Das Mädchen, das alles wollte, aber…

Ein rundes Konglomerat aus Stacheldraht, ziemlich viel Kunststoff-Zeugs davor und im Hintergrund laufen Videos, teilweise in Schwarz-Weiß. Aus dem Durcheinander in der Bühnenmitte – so viel darf schon gespoilert werden – schält sich eine junge, langhaarige Frau – zunächst mit einer Ganzgesichtsmaske mit aufgemaltem, kräftigem Rufzeichen. Der Strich von der Stirn einschließlich der Nase, der Punkt als Mund.

Ist sie diese Danica Brdar, von der im Ankündigungstext die Rede ist und über die nun eine Stimme aus dem Off (Barbara Angermaier) erzählt? Oder „nur“ eine Projektion für dieses 1993 im kroatischen Karlovac (an die 50.000 Einwohner:innen in ähnlich viele wie St. Pölten, die NÖ-Landeshauptstadt) geborene Mädchen, das stellvertretend steht für alle, die in dieser (Nach-)Kriegs-Zeit im ehemaligen Jugoslawien steht?

Szenenfoto aus
Szenenfoto aus „The Girl Who Wanted It All“

Vater im Krieg, Tochter will alles

Mit einem „Dad, who was in the war“ (einem Vater, der im Krieg war) und einer heranwachsenden jungen Frau, die mehr, die alles wollte – „The Girl Who Wanted It All“ heißt die beeindruckende, vielseitige, berührende und doch nie pathetische oder tränendrüsen-drückende Performance von Kasija Vrbanac Strelkin. Sie spielt, tanzt, turnt auf der Bühne, spielt zudem Gitarre und schmeißt mit fast einem Dutzend Barbie-Puppen, die für Figuren aus der Erzählung stehen, mitunter um sich.

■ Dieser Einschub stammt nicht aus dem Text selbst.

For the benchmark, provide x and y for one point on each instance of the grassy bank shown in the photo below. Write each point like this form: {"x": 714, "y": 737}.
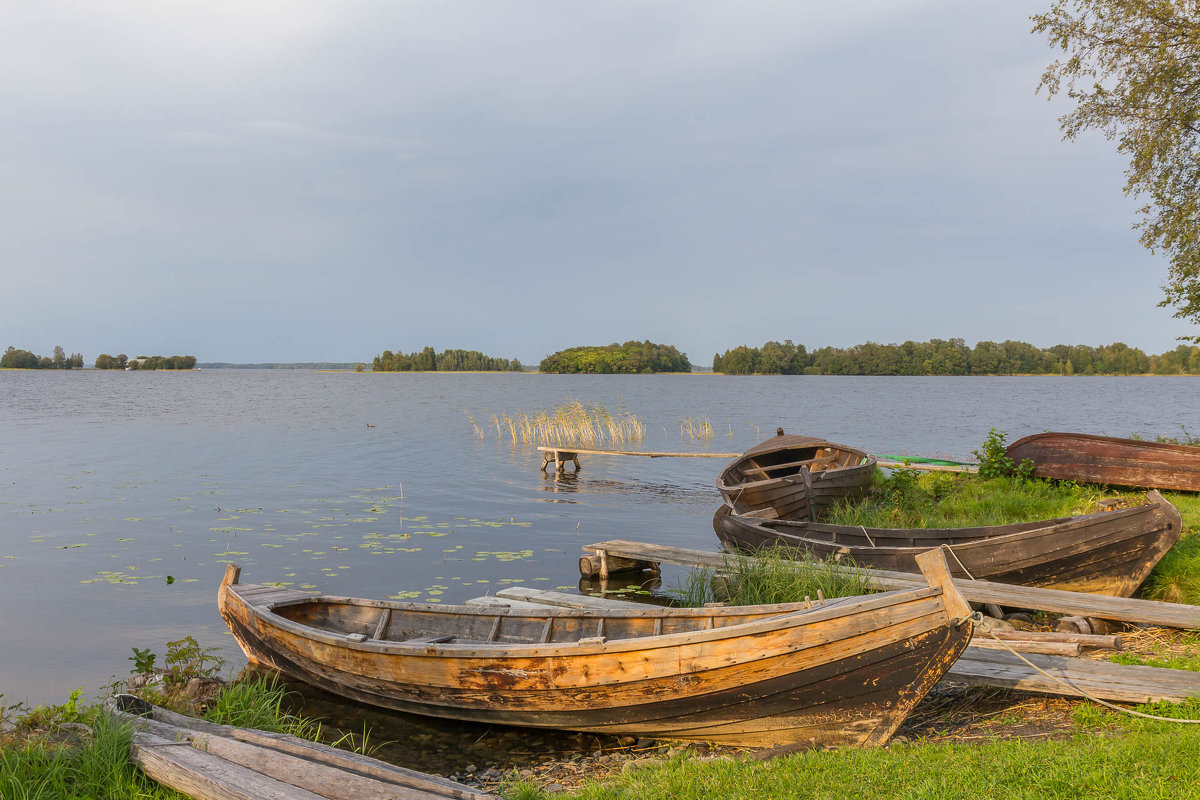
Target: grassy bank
{"x": 1093, "y": 753}
{"x": 78, "y": 751}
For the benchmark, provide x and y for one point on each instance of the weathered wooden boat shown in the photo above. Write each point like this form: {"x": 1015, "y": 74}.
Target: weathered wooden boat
{"x": 845, "y": 672}
{"x": 1107, "y": 553}
{"x": 216, "y": 762}
{"x": 795, "y": 477}
{"x": 1089, "y": 458}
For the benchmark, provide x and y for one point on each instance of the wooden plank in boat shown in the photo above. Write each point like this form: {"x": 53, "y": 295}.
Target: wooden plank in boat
{"x": 1126, "y": 609}
{"x": 214, "y": 762}
{"x": 537, "y": 597}
{"x": 1109, "y": 681}
{"x": 996, "y": 667}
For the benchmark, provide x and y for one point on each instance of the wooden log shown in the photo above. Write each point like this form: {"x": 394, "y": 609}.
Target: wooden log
{"x": 1047, "y": 648}
{"x": 537, "y": 597}
{"x": 1085, "y": 639}
{"x": 993, "y": 667}
{"x": 1126, "y": 609}
{"x": 1108, "y": 681}
{"x": 592, "y": 566}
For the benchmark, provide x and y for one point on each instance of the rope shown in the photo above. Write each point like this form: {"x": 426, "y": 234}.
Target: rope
{"x": 978, "y": 618}
{"x": 868, "y": 535}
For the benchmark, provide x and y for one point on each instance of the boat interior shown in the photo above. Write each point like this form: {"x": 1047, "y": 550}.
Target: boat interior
{"x": 366, "y": 619}
{"x": 780, "y": 463}
{"x": 799, "y": 533}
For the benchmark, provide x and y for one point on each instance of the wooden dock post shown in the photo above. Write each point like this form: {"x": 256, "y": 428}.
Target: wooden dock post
{"x": 559, "y": 457}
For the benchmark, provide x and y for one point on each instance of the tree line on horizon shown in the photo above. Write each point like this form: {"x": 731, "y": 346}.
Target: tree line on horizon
{"x": 630, "y": 358}
{"x": 105, "y": 361}
{"x": 17, "y": 359}
{"x": 427, "y": 360}
{"x": 955, "y": 358}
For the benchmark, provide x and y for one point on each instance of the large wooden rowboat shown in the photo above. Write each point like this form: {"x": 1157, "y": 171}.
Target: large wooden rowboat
{"x": 1105, "y": 553}
{"x": 795, "y": 477}
{"x": 845, "y": 672}
{"x": 216, "y": 762}
{"x": 1089, "y": 458}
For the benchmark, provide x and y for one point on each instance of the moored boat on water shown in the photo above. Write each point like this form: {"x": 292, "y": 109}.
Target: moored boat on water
{"x": 1108, "y": 552}
{"x": 845, "y": 672}
{"x": 1089, "y": 458}
{"x": 795, "y": 477}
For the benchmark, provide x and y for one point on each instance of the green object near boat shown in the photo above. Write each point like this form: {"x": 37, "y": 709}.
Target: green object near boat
{"x": 919, "y": 459}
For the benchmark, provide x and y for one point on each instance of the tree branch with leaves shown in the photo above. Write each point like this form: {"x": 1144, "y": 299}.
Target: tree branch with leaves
{"x": 1133, "y": 70}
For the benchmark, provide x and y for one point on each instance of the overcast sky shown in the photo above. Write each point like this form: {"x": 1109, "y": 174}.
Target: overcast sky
{"x": 309, "y": 181}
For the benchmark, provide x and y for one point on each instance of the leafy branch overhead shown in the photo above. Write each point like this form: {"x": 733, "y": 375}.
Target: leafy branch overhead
{"x": 1133, "y": 70}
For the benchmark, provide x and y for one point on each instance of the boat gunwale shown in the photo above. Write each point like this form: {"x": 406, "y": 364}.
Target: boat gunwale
{"x": 798, "y": 615}
{"x": 1066, "y": 523}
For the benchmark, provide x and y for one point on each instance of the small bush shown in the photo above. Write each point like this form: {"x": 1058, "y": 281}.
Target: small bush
{"x": 779, "y": 575}
{"x": 994, "y": 461}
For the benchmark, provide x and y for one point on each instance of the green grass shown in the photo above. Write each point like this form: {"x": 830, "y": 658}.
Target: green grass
{"x": 912, "y": 499}
{"x": 775, "y": 576}
{"x": 1144, "y": 764}
{"x": 43, "y": 757}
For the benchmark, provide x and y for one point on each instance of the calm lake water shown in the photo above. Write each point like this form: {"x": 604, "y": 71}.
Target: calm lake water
{"x": 376, "y": 485}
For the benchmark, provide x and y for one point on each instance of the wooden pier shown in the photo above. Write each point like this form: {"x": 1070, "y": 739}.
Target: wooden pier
{"x": 979, "y": 665}
{"x": 559, "y": 456}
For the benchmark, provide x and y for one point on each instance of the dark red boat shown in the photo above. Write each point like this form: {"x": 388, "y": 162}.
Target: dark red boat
{"x": 1089, "y": 458}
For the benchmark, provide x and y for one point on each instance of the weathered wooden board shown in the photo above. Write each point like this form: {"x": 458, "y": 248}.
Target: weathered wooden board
{"x": 996, "y": 667}
{"x": 1108, "y": 552}
{"x": 1108, "y": 459}
{"x": 1125, "y": 609}
{"x": 1102, "y": 679}
{"x": 214, "y": 762}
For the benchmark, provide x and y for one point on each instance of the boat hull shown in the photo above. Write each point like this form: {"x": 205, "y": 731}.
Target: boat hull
{"x": 1089, "y": 458}
{"x": 847, "y": 674}
{"x": 1109, "y": 553}
{"x": 755, "y": 482}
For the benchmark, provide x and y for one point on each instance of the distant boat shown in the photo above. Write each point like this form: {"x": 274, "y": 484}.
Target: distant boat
{"x": 795, "y": 477}
{"x": 1107, "y": 553}
{"x": 216, "y": 762}
{"x": 841, "y": 672}
{"x": 1089, "y": 458}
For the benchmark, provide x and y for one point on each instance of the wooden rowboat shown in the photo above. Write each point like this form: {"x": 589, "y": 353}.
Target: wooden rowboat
{"x": 845, "y": 672}
{"x": 1105, "y": 553}
{"x": 216, "y": 762}
{"x": 1089, "y": 458}
{"x": 795, "y": 477}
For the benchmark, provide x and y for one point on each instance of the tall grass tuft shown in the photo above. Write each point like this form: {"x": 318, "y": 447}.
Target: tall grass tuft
{"x": 907, "y": 499}
{"x": 570, "y": 423}
{"x": 779, "y": 575}
{"x": 699, "y": 427}
{"x": 258, "y": 703}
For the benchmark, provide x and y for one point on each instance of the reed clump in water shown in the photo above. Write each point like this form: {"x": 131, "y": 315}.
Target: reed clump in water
{"x": 574, "y": 422}
{"x": 780, "y": 575}
{"x": 699, "y": 428}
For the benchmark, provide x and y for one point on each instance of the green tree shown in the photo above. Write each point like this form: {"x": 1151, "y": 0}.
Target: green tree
{"x": 1133, "y": 71}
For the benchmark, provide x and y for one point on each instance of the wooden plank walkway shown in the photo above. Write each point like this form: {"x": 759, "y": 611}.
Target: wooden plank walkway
{"x": 1126, "y": 609}
{"x": 978, "y": 666}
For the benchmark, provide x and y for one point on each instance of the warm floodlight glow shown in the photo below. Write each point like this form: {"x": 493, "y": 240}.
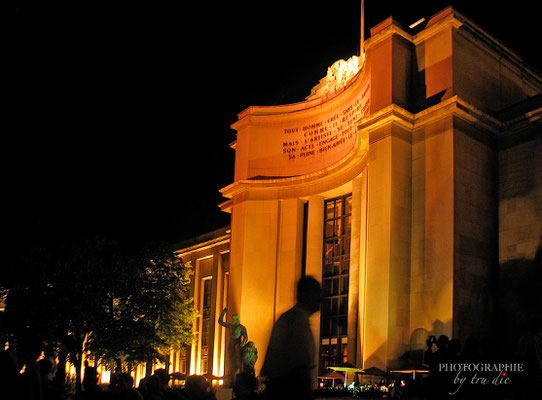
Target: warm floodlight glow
{"x": 415, "y": 24}
{"x": 338, "y": 75}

Immer wieder wechselt sie sich in der Erzählung mit der Off-Stimme ab, wenn sie in die jeweilige Szene eintaucht, agiert. Die Off-Stimme ist nicht nur verbindende Erzähl-, sondern auch Stimme der Gedanken der Protagonistin. Und sie nennt die beiden erwähnten Sätze als adjektive Zuschreibungen bei praktisch jeder Erwähnung sowohl des Mädchens als auch des Vaters – vielleicht ein bisschen zu oft.

Szenenfoto aus
Szenenfoto aus „The Girl Who Wanted It All“

Viele wahre, künstlerisch verfremdete Geschichten

Ivan Strelkin hat aus echten, wahren Geschichten und Personen, die die Performerin erlebt hat oder kennt eine dichterisch freie Story geschrieben und inszeniert.

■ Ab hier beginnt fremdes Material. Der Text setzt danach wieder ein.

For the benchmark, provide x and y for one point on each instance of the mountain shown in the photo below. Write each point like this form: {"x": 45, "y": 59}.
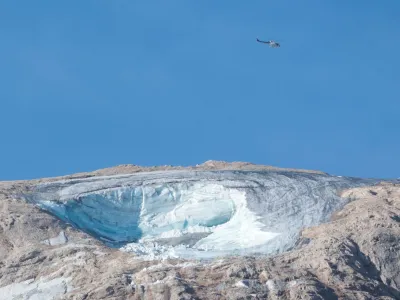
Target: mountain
{"x": 213, "y": 231}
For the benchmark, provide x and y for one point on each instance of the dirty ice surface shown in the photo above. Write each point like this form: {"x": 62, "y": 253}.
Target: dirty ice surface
{"x": 195, "y": 214}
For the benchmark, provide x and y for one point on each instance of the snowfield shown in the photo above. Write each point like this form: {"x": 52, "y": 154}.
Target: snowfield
{"x": 196, "y": 214}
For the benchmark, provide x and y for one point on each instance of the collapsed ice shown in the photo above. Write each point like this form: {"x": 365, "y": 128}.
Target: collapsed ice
{"x": 198, "y": 214}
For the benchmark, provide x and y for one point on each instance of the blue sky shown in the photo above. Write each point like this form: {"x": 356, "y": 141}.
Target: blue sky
{"x": 96, "y": 83}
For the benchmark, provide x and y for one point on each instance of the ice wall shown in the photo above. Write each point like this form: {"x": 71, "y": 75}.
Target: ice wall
{"x": 196, "y": 214}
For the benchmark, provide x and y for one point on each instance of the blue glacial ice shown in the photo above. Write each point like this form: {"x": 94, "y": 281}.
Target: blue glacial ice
{"x": 196, "y": 214}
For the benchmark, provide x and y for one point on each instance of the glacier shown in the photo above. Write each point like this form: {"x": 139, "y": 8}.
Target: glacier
{"x": 196, "y": 214}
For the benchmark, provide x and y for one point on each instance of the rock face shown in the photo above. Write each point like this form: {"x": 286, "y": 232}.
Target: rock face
{"x": 354, "y": 254}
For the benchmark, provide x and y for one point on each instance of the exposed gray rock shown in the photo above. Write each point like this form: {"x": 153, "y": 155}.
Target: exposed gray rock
{"x": 353, "y": 256}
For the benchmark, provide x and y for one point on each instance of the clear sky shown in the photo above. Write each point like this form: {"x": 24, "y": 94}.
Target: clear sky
{"x": 97, "y": 83}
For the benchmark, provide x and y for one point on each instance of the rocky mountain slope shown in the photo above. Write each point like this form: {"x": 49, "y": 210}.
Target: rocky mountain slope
{"x": 354, "y": 254}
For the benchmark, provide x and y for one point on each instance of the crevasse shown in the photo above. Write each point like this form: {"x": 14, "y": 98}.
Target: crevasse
{"x": 196, "y": 214}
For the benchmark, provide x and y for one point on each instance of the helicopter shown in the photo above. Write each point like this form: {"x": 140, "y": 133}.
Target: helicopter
{"x": 272, "y": 44}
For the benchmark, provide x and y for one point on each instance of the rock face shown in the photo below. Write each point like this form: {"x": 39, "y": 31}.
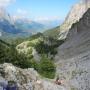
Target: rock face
{"x": 26, "y": 79}
{"x": 73, "y": 59}
{"x": 74, "y": 15}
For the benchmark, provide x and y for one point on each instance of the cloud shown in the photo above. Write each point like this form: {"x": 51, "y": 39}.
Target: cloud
{"x": 20, "y": 13}
{"x": 5, "y": 3}
{"x": 47, "y": 18}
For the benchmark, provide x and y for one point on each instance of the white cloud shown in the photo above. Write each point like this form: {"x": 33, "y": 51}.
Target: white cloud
{"x": 4, "y": 3}
{"x": 47, "y": 18}
{"x": 21, "y": 11}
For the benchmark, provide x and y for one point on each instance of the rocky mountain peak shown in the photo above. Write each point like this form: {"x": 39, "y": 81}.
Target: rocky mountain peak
{"x": 74, "y": 15}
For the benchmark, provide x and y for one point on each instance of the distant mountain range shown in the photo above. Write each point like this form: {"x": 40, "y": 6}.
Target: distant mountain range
{"x": 10, "y": 28}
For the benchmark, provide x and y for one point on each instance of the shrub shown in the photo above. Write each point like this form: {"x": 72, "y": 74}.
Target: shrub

Von Nachwirkungen des Krieges, Träumen, Wünschen, Hoffnungen und Sehnsüchten dieser Danica, Enttäuschungen, die sie in der Begegnung mit männlichen Freunden erlebt, von anderen, die frühzeitig die Erde verlassen haben und von einigen Hunden als viel treueren Weggefährten.

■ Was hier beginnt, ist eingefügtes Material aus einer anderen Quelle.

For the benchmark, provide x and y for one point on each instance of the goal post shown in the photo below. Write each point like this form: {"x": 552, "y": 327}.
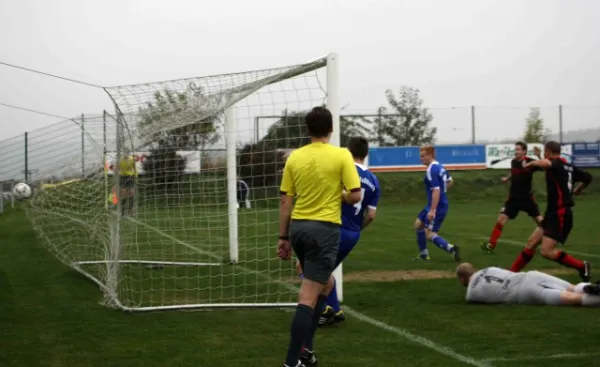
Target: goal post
{"x": 176, "y": 238}
{"x": 232, "y": 202}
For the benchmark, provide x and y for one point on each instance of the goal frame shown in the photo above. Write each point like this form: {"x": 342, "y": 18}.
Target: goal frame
{"x": 113, "y": 260}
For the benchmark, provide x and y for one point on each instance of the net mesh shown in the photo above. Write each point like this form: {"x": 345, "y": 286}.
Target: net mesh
{"x": 160, "y": 239}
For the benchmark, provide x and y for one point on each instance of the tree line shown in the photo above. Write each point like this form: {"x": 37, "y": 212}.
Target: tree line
{"x": 404, "y": 121}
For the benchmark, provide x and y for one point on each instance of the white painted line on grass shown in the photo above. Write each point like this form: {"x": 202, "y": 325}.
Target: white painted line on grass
{"x": 379, "y": 324}
{"x": 522, "y": 244}
{"x": 418, "y": 339}
{"x": 536, "y": 357}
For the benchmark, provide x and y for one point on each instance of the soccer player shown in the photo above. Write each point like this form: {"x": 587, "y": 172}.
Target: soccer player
{"x": 558, "y": 218}
{"x": 520, "y": 197}
{"x": 494, "y": 285}
{"x": 127, "y": 174}
{"x": 355, "y": 218}
{"x": 430, "y": 219}
{"x": 316, "y": 176}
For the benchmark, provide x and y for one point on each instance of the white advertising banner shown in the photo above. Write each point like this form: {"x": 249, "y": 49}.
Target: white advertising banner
{"x": 192, "y": 158}
{"x": 496, "y": 152}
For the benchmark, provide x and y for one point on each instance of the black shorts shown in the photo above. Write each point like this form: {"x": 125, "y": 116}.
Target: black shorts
{"x": 512, "y": 207}
{"x": 558, "y": 224}
{"x": 316, "y": 245}
{"x": 126, "y": 182}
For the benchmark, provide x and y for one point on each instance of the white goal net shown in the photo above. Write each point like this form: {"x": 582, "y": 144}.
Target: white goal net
{"x": 181, "y": 208}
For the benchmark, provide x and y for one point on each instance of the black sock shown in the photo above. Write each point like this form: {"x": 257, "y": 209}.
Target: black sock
{"x": 319, "y": 308}
{"x": 299, "y": 332}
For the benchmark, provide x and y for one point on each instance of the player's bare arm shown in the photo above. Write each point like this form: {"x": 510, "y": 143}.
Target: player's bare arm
{"x": 369, "y": 217}
{"x": 284, "y": 249}
{"x": 583, "y": 178}
{"x": 352, "y": 196}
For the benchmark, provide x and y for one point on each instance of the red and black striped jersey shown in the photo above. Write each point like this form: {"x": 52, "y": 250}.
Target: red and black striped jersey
{"x": 560, "y": 177}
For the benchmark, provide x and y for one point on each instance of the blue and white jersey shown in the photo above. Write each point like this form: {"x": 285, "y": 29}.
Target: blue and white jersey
{"x": 353, "y": 215}
{"x": 436, "y": 178}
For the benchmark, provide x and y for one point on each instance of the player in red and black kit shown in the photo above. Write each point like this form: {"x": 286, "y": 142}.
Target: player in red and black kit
{"x": 520, "y": 197}
{"x": 558, "y": 218}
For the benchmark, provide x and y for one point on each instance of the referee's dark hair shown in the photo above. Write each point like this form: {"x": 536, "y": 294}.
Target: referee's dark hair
{"x": 359, "y": 147}
{"x": 553, "y": 147}
{"x": 522, "y": 144}
{"x": 319, "y": 122}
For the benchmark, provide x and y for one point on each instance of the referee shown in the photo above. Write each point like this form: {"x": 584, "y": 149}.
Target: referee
{"x": 316, "y": 175}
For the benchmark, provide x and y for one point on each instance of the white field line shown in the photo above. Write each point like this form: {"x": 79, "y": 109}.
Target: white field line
{"x": 379, "y": 324}
{"x": 536, "y": 357}
{"x": 522, "y": 244}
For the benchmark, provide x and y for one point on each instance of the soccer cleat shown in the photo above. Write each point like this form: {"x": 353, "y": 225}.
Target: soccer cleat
{"x": 339, "y": 316}
{"x": 326, "y": 315}
{"x": 593, "y": 289}
{"x": 586, "y": 273}
{"x": 308, "y": 359}
{"x": 456, "y": 253}
{"x": 487, "y": 248}
{"x": 422, "y": 257}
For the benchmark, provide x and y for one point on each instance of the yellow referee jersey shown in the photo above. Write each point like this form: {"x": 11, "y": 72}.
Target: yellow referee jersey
{"x": 127, "y": 166}
{"x": 316, "y": 174}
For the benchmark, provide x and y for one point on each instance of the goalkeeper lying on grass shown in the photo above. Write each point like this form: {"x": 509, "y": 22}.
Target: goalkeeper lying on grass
{"x": 494, "y": 285}
{"x": 354, "y": 218}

Mit 18 Jahren – so der Ankündigungstext – geht Danica nach Wien zum Studium und kehrt erst zehn Jahre später zum ersten Besuch in die alte Heimat zurück. Darum kreisen viele der mit sparsamen Worten und umso intensiverer, oft sehr körperlicher Darstellung gespielten Szenen. Wobei dieser Teil des Plots später wieder relativiert wird – war sie überhaupt je weg?

Szenenfoto aus
Szenenfoto aus „The Girl Who Wanted It All“

Nah und doch fern

Zwischen da und dort pendelt auch unausgesprochen die gute, intensive Stunde – einerseits kommen die kleinen Episoden mit so großen Gefühlen einem bekannt vor und gleichzeitig schwingt auch eine Distanz mit – wie ein Blick auf doch nicht ganz Vertrautes, Nahes und doch Fremdes…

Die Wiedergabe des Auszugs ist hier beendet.